"I just thought I could nip down the bank as a shortcut..." Sean tells me at triage in the Emergency Department on Saturday afternoon before yelping and groaning in pain.
He has just arrived by ambulance, with the tell-tale orange "box" splint on his right lower leg. Patrick, the paramedic who has brought him to us gives me a look that seems to say "I think you should look at this guy's leg sooner rather than later."
The ED is fairly full with the weekend business of lengthening days and the results of adventurous risks that, in hindsight, might not have been worth taking. No-one plans to spend their day with us, but sometimes you think that some of the choices folks take are not always well thought through.
Sean's choice has left him with a leg that is not how nature intended. As we open the box splint a fraction, we can see his shin comes to an abrupt halt at his ankle where the foot is now twisted out to the side and sitting behind where it would normally be at the ankle joint. There is a patch of white blanched skin that is stretched taut over the end of his shin bone, the tibia. There is no wound, but if we leave the foot where it is for much longer, the area of white skin may break down or tear, converting this into an open or compound fracture, that could become more complicated to recover from. The foot itself is cool to touch, and whilst I can feel a pulse in the top of the foot, it is thready and faint.
Patrick completes his handover, and informs us that Sean has had morphine in the ambulance en route to the ED. This will certainly have helped, but we may need something else to get this foot back into alignment.
As always in the Department, we have to prioritise our space and our staff to do the best for the most. Sean has a limb-threatening injury that needs an emergency sedation and procedure, something we do around 700 of a year in the Royal Infirmary, but we need to ensure that life-threatening conditions are being treated in a timely fashion also. On this occasion, we have space in our anaesthetic room, and we move Sean through to attach some monitoring, take some further history, and prepare to provide adequate sedation to allow us to pull his foot back into position and place in a cast.
I invite a senior doctor in training and a medical student in with us, and check that Sean is happy with this arrangement. We talk through the indications for the procedure, and Sean's previous history and when he ate and drank. We decide on using a combination of more pain relief, a hypnotic, and some ketamine.
Whilst we prepare and check the medicines and monitoring, we get an X-ray that confirms the ankle fracture-dislocation. The XRays often don't tell the whole story as the anatomy can be quite distorted and the soft tissues will also be severely disrupted, but they give a good impression of how we should be correcting the deformity.

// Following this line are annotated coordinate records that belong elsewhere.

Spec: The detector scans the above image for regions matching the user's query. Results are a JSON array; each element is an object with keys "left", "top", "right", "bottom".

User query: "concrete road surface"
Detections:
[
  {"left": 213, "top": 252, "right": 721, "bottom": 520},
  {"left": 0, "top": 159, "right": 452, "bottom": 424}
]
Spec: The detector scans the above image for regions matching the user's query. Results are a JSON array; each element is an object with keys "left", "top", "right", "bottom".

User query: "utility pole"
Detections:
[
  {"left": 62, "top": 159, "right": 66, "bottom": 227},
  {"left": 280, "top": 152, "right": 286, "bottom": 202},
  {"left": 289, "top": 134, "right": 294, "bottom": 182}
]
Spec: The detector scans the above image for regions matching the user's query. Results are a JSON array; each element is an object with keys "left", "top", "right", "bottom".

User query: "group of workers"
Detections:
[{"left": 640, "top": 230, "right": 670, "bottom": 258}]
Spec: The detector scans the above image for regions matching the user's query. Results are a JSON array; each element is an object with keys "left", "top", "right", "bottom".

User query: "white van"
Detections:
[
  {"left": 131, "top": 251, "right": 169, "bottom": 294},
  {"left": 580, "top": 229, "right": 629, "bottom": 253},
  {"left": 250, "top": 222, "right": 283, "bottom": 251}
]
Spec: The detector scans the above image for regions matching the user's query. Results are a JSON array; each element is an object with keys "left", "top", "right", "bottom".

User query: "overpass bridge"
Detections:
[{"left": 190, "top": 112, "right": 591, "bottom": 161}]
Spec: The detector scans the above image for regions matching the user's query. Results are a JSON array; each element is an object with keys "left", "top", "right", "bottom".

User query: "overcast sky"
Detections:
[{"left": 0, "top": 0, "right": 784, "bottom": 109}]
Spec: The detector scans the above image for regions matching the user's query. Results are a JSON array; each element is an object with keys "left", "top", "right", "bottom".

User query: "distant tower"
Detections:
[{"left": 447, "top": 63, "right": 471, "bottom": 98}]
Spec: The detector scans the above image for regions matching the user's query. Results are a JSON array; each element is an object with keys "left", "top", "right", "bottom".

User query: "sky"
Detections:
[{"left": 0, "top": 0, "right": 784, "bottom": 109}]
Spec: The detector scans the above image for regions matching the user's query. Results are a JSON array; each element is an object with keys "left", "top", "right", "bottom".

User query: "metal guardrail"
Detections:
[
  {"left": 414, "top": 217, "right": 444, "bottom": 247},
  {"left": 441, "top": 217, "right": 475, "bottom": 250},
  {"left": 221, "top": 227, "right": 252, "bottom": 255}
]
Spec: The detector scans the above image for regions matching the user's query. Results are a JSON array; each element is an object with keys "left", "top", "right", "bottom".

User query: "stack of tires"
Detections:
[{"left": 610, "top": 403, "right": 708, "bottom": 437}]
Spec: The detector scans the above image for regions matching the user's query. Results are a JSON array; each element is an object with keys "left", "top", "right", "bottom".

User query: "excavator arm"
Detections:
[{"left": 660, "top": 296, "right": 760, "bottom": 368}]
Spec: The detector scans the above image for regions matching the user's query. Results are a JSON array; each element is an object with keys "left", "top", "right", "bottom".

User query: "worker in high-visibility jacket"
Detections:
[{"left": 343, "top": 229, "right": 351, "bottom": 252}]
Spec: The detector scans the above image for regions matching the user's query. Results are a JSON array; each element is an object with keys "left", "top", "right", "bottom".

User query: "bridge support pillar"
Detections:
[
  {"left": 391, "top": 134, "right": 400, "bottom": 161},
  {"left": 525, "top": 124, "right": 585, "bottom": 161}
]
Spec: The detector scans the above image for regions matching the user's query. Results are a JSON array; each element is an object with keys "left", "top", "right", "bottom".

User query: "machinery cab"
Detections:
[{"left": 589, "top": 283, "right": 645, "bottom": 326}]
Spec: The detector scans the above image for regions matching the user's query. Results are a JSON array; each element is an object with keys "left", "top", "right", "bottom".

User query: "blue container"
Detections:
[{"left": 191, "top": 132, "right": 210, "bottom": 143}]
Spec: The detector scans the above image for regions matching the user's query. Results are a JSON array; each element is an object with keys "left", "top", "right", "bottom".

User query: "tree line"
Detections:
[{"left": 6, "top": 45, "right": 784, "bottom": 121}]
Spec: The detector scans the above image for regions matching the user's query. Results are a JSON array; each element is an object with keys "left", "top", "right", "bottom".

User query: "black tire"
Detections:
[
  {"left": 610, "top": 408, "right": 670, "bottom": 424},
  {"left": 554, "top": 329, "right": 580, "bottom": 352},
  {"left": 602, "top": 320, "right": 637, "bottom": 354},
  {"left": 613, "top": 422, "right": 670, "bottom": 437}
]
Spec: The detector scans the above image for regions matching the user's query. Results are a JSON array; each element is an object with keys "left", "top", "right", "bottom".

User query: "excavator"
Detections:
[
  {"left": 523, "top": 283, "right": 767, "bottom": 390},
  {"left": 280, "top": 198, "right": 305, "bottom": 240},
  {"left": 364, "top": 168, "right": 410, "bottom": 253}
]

Sean has had some more pain relief, and is now in a more calm if still very uncomfortable state. This is really important prior to giving ketamine, which can give patients a bad experience if they are agitated beforehand. We give a small dose and wait the minute or so for it to have its effect. This is one of the more curious agents we use, and causes a "dissociative" state: the lights are on but no-one is at home.
Sean's eyes are open, and they have the trademark flickering - nystagmus - that is characteristic of ketamine. We do a test lift of Sean's broken ankle. No response, so we can proceed.
I have our medical student lined up to help with the application of the plaster, and with some counter-traction from one of our clinical support workers, I pull the foot down and then rotate the foot clockwise to get the big toe lined up with the knee again. There is a sucking clunk as the expanded joint space contracts down and the bones slide back into place. One of the more satisfying parts of our job!
I turn to ask our medical student to come and hold the foot in the air whilst I apply the plaster, but the noisy relocation may have been the final straw and he has gone the same colour as the foot was. We direct him towards a chair in the corner, and the CSW and I apply the plaster to the back and sides of the leg to hold the ankle in place.
The whole procedure takes not much more than 10 minutes, and there are occasional mutterings from Sean. One of the unwritten rules is that whatever is said under sedation (and there are some wonderful revelations, as well as very profound declarations of love) stay in the procedure room. We also try and preserve the dignity of our medical students when they succumb to first-time experiences of faintness. Professional confidentiality has many forms!
The post-procedure Xray confirms a good position of the bones, and Sean is able to go home after a few hours of recovery and something to eat. Our orthopaedic colleagues will follow him up in the next couple of days, and he may need to have an operation on his ankle, but for now his foot and ankle are safe.